European Real Estate: The Build-to-Rent Opportunity
Given the sizeable opportunity set, potential for superior long-term risk-adjusted returns, strong diversification benefits and inflation protection, there is a compelling opportunity in European residential real estate.
A Large and Diverse Opportunity Set
The residential property market offers enormous scope for both property investors and multi-asset allocators to widen their investment universe. The global residential property market has a total estimated value of $258.5 trillion, which dwarfs its’ commercial sibling ($68 trillion) and more than doubles the potential investment capacity of the global equity ($105.8 trillion) and global bond ($123.5 trillion) markets.1 With a global glut of savings outpacing the supply of institutional grade investments, residential property is an opportunity set that is simply too big for institutions to ignore.
Figure 1: Residential Property Market Dwarfs the Global Equity and Bond Markets
Sources: SIFMA. As of July 2021. Savills. As of December 2021.
Investment interest in European residential property, in particular, has surged of late, with transaction volumes trebling to nearly 30% of total deal flow over the past decade.2 This rise has been driven not only by a desire to plug the gap left by retail property’s e-commerce-driven demise, but also by the compelling investment rationale. Given the residential sector accounted for over 40% of transactions in 2021 in the U.S., we anticipate that this sector will become the dominant form of property investment in Europe within the next five years—or perhaps even sooner.
Figure 2: An Existing Need to Plug the Retail Investment Gap
Source: RCA. As of February 2022.
The sheer variation within the residential opportunity set is an added attraction, and includes offerings such as:
- Holding existing private rented sector (PRS) stock
- Creating new stock via build-to-rent (BTR) or build-to-sell (BTS) in multifamily apartments/or single family dwellings
- Land banking
- Access to niche sectors (e.g. co-living and micro-apartments)

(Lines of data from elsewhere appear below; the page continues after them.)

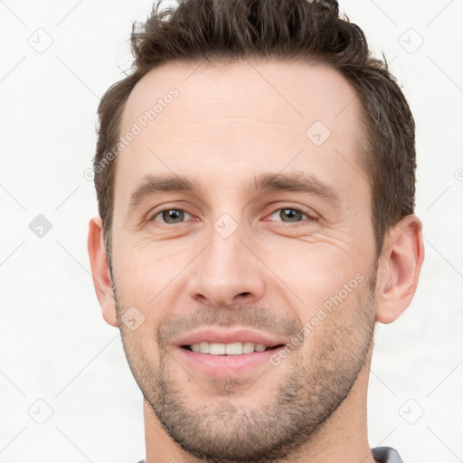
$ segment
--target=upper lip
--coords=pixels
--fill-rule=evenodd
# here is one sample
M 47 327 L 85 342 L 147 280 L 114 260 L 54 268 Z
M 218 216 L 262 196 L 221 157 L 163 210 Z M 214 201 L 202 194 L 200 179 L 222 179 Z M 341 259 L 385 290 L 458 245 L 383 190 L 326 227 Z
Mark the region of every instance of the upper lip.
M 234 329 L 229 331 L 217 331 L 213 328 L 202 328 L 179 338 L 174 344 L 175 345 L 192 345 L 194 344 L 207 341 L 210 343 L 232 344 L 232 343 L 255 343 L 263 344 L 268 347 L 286 344 L 283 339 L 275 338 L 269 335 L 259 333 L 250 329 Z

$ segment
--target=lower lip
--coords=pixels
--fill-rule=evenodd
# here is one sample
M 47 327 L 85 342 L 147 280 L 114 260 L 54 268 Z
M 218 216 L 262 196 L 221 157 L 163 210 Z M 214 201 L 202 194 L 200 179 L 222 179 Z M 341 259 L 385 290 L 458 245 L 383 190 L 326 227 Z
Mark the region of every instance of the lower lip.
M 213 355 L 193 352 L 184 347 L 178 347 L 178 350 L 182 357 L 193 367 L 209 375 L 223 376 L 231 373 L 241 374 L 266 363 L 272 365 L 269 361 L 270 357 L 283 348 L 284 346 L 280 346 L 264 352 L 252 352 L 241 355 Z

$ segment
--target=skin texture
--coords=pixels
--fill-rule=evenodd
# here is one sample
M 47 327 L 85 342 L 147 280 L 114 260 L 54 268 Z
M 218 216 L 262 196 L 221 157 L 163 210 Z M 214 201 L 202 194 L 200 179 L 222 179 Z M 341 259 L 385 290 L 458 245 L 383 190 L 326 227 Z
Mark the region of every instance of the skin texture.
M 145 398 L 146 463 L 373 462 L 366 393 L 374 323 L 410 305 L 424 254 L 411 215 L 389 231 L 376 261 L 355 91 L 326 65 L 170 63 L 133 90 L 121 134 L 173 87 L 178 96 L 117 158 L 116 293 L 99 217 L 89 232 L 103 317 L 121 330 Z M 330 130 L 320 146 L 307 136 L 316 121 Z M 264 173 L 313 175 L 337 201 L 251 191 Z M 130 207 L 146 175 L 173 174 L 199 190 Z M 236 230 L 224 238 L 216 223 Z M 335 295 L 342 300 L 314 326 Z M 130 307 L 135 330 L 121 318 Z M 307 323 L 303 342 L 278 365 L 242 374 L 206 374 L 175 345 L 200 326 L 245 326 L 286 344 Z

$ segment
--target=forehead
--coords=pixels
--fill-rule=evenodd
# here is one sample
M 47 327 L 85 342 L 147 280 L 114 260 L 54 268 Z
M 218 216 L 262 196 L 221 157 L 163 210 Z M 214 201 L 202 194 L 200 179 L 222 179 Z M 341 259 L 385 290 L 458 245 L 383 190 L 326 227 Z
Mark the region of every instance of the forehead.
M 236 184 L 240 177 L 247 181 L 246 173 L 318 170 L 329 176 L 330 169 L 351 165 L 357 173 L 338 179 L 345 183 L 361 170 L 356 92 L 324 64 L 163 65 L 128 99 L 119 135 L 131 132 L 137 135 L 118 157 L 117 195 L 127 195 L 146 173 L 190 174 L 202 183 L 211 172 L 226 170 Z

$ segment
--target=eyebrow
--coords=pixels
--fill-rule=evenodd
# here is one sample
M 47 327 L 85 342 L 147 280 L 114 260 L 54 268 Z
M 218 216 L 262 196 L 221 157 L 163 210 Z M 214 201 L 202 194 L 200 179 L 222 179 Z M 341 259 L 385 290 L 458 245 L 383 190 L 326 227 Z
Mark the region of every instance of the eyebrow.
M 294 174 L 264 173 L 256 175 L 249 184 L 247 191 L 254 194 L 267 192 L 307 193 L 319 196 L 323 200 L 338 205 L 339 195 L 335 189 L 323 183 L 311 174 L 297 172 Z M 146 175 L 141 184 L 130 195 L 129 209 L 135 209 L 144 200 L 161 193 L 184 192 L 197 194 L 200 184 L 193 179 L 178 175 Z

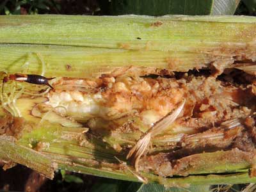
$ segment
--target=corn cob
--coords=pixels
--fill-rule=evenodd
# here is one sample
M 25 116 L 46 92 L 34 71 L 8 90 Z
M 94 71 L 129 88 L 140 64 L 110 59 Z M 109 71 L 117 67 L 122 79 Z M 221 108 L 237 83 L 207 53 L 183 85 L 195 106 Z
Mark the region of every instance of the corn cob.
M 0 70 L 56 77 L 52 90 L 2 84 L 1 159 L 50 178 L 65 168 L 166 186 L 253 182 L 255 22 L 0 17 Z

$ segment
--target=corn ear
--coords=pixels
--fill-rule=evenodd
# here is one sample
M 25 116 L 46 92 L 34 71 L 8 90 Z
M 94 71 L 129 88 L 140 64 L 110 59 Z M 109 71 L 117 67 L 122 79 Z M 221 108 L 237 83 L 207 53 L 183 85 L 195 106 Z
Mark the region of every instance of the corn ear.
M 153 147 L 148 147 L 148 151 L 145 153 L 147 155 L 140 161 L 145 164 L 140 164 L 136 172 L 131 162 L 127 161 L 127 164 L 120 163 L 126 161 L 127 149 L 135 145 L 150 130 L 151 124 L 155 124 L 168 111 L 165 113 L 165 108 L 157 112 L 160 115 L 152 110 L 140 111 L 140 114 L 145 113 L 138 116 L 139 112 L 133 113 L 133 108 L 128 109 L 124 115 L 119 111 L 109 111 L 108 104 L 99 107 L 93 101 L 104 97 L 97 95 L 97 92 L 107 94 L 105 90 L 113 87 L 119 89 L 116 93 L 123 93 L 125 90 L 125 93 L 130 94 L 130 90 L 141 87 L 140 83 L 144 83 L 142 84 L 146 88 L 149 84 L 150 89 L 153 88 L 150 84 L 152 82 L 163 87 L 166 84 L 176 84 L 175 78 L 179 79 L 177 74 L 180 72 L 214 68 L 219 70 L 220 72 L 216 74 L 220 74 L 225 68 L 238 67 L 243 71 L 244 68 L 237 67 L 236 63 L 246 61 L 253 65 L 256 58 L 255 24 L 255 17 L 236 16 L 0 16 L 2 76 L 6 76 L 4 72 L 21 72 L 57 77 L 50 82 L 54 85 L 53 90 L 44 85 L 24 82 L 2 84 L 0 123 L 4 125 L 7 121 L 4 116 L 10 115 L 24 118 L 26 123 L 13 125 L 14 119 L 11 122 L 7 121 L 9 127 L 0 124 L 6 130 L 10 129 L 1 132 L 0 159 L 6 163 L 25 164 L 50 178 L 54 170 L 63 168 L 136 182 L 141 182 L 140 176 L 138 177 L 141 175 L 149 182 L 166 186 L 255 182 L 255 177 L 250 177 L 252 175 L 248 174 L 255 164 L 254 154 L 251 151 L 231 147 L 225 151 L 221 148 L 207 152 L 198 150 L 197 154 L 192 154 L 186 151 L 186 156 L 180 155 L 182 150 L 193 150 L 195 147 L 202 147 L 204 142 L 209 140 L 214 141 L 215 145 L 228 138 L 229 140 L 227 139 L 225 143 L 227 146 L 231 145 L 234 136 L 241 135 L 244 131 L 244 127 L 240 127 L 246 126 L 244 122 L 252 114 L 250 109 L 239 113 L 241 116 L 236 118 L 236 121 L 239 120 L 239 124 L 236 126 L 231 122 L 231 124 L 227 124 L 228 129 L 220 125 L 216 130 L 214 125 L 212 129 L 218 132 L 217 136 L 211 132 L 211 129 L 196 130 L 180 124 L 179 120 L 186 114 L 185 112 L 192 113 L 183 110 L 179 119 L 174 123 L 172 122 L 170 125 L 164 125 L 164 127 L 160 129 L 163 132 L 159 135 L 157 132 L 157 136 L 150 138 Z M 234 63 L 236 65 L 232 67 Z M 248 72 L 246 70 L 244 72 Z M 153 78 L 150 76 L 152 74 L 160 75 L 162 79 Z M 189 76 L 189 72 L 186 75 Z M 172 81 L 170 77 L 175 79 Z M 212 74 L 205 82 L 217 81 L 215 77 L 216 74 Z M 194 76 L 193 78 L 196 79 Z M 175 109 L 183 97 L 186 100 L 186 108 L 188 108 L 187 102 L 191 98 L 188 93 L 182 95 L 177 91 L 184 87 L 182 81 L 179 83 L 179 88 L 176 87 L 168 93 L 168 95 L 177 99 L 172 105 L 168 106 L 168 102 L 165 103 L 168 110 L 172 108 Z M 192 82 L 190 86 L 193 85 Z M 220 84 L 219 86 L 221 86 Z M 253 84 L 251 86 L 253 90 Z M 236 86 L 230 90 L 236 88 L 237 92 L 243 90 Z M 145 89 L 142 92 L 147 91 Z M 223 93 L 227 95 L 224 99 L 230 96 L 228 92 Z M 122 95 L 119 93 L 116 95 Z M 109 103 L 111 97 L 116 95 L 107 97 Z M 80 102 L 75 103 L 72 100 L 75 97 L 80 99 Z M 70 105 L 66 102 L 70 102 Z M 71 106 L 71 103 L 75 107 Z M 122 105 L 127 103 L 128 99 Z M 237 107 L 239 104 L 233 100 L 229 105 L 237 108 L 237 110 L 248 106 L 246 104 Z M 87 107 L 91 106 L 93 106 L 90 110 L 95 110 L 94 113 L 86 111 Z M 83 106 L 82 111 L 74 110 L 80 106 Z M 202 106 L 204 107 L 205 108 Z M 209 114 L 212 113 L 208 112 L 212 111 L 204 112 L 206 113 L 198 115 L 209 117 Z M 112 114 L 111 116 L 108 116 L 109 113 Z M 144 120 L 142 117 L 147 118 Z M 211 126 L 209 123 L 207 127 L 212 128 Z M 22 127 L 20 130 L 17 128 L 19 127 Z M 19 132 L 13 134 L 13 127 L 18 129 Z M 134 131 L 129 131 L 129 129 Z M 172 170 L 172 174 L 176 177 L 166 177 L 166 175 L 161 175 L 161 173 L 156 173 L 156 170 L 151 168 L 147 170 L 150 159 L 157 156 L 162 160 L 166 159 L 173 155 L 173 148 L 178 148 L 178 155 L 180 153 L 181 156 L 168 159 L 170 161 L 164 162 L 163 165 L 164 168 L 164 166 L 174 161 L 176 168 Z M 238 155 L 236 161 L 224 158 Z M 194 159 L 197 159 L 196 163 Z M 191 166 L 183 167 L 184 163 Z M 222 174 L 216 174 L 220 173 Z

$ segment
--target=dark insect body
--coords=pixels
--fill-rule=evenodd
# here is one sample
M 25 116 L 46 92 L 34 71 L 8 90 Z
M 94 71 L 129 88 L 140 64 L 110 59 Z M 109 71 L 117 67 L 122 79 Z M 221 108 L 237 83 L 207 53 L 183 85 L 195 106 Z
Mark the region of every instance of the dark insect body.
M 47 78 L 39 75 L 26 75 L 21 74 L 10 74 L 5 76 L 3 79 L 2 93 L 4 92 L 4 83 L 9 81 L 16 81 L 19 82 L 27 82 L 35 84 L 45 84 L 49 86 L 52 89 L 53 87 L 49 83 L 49 81 L 55 77 Z

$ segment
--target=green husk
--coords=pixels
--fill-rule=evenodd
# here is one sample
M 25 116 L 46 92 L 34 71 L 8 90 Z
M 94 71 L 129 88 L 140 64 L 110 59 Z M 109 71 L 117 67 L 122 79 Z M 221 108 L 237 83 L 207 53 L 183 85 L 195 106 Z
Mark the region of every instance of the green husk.
M 242 56 L 256 58 L 256 19 L 250 17 L 12 15 L 0 16 L 0 70 L 11 74 L 40 74 L 45 70 L 47 77 L 85 77 L 130 66 L 152 71 L 156 68 L 188 71 L 210 67 L 214 62 L 231 65 L 243 60 Z M 25 129 L 18 139 L 1 136 L 0 159 L 25 164 L 51 178 L 54 169 L 64 168 L 141 181 L 115 158 L 125 159 L 126 154 L 109 145 L 122 144 L 120 138 L 106 137 L 110 141 L 108 144 L 90 134 L 85 136 L 86 127 L 64 127 L 42 121 L 31 115 L 32 107 L 40 102 L 17 100 L 17 108 L 32 129 Z M 3 108 L 0 113 L 6 115 Z M 127 138 L 136 140 L 140 136 Z M 150 182 L 166 186 L 255 182 L 256 179 L 248 175 L 252 159 L 222 159 L 214 166 L 216 159 L 228 153 L 198 154 L 202 163 L 198 169 L 187 170 L 187 177 L 140 174 Z M 219 173 L 225 174 L 214 174 Z

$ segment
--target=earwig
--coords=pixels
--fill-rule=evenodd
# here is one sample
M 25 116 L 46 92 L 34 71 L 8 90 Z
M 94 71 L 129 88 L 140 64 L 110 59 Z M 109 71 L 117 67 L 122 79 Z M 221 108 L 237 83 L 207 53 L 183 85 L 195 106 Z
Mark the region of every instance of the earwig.
M 27 82 L 35 84 L 45 84 L 53 89 L 53 87 L 49 83 L 49 81 L 55 77 L 47 78 L 39 75 L 26 75 L 21 74 L 10 74 L 5 76 L 3 79 L 2 93 L 3 98 L 4 84 L 9 81 L 16 81 L 19 82 Z

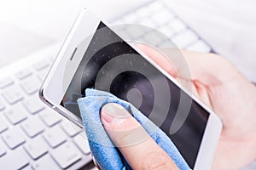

- Targeting specific demographics via senior living and purpose built student accommodation (PBSA)
The rise of impact investing and a greater focus on ESG have also boosted the emphasis on “social” factors, which has increased the volume of capital targeting social rented and affordable housing markets. Indeed, the sector’s diversity raises the possibility that an investor could build a highly diversified investment portfolio that solely comprises residential assets.
1. Sources: Savills; SIFMA. Data for equities and bonds as of July 2021, and data for real estate as of December 2021.
2. Source: RCA. As of February 2022.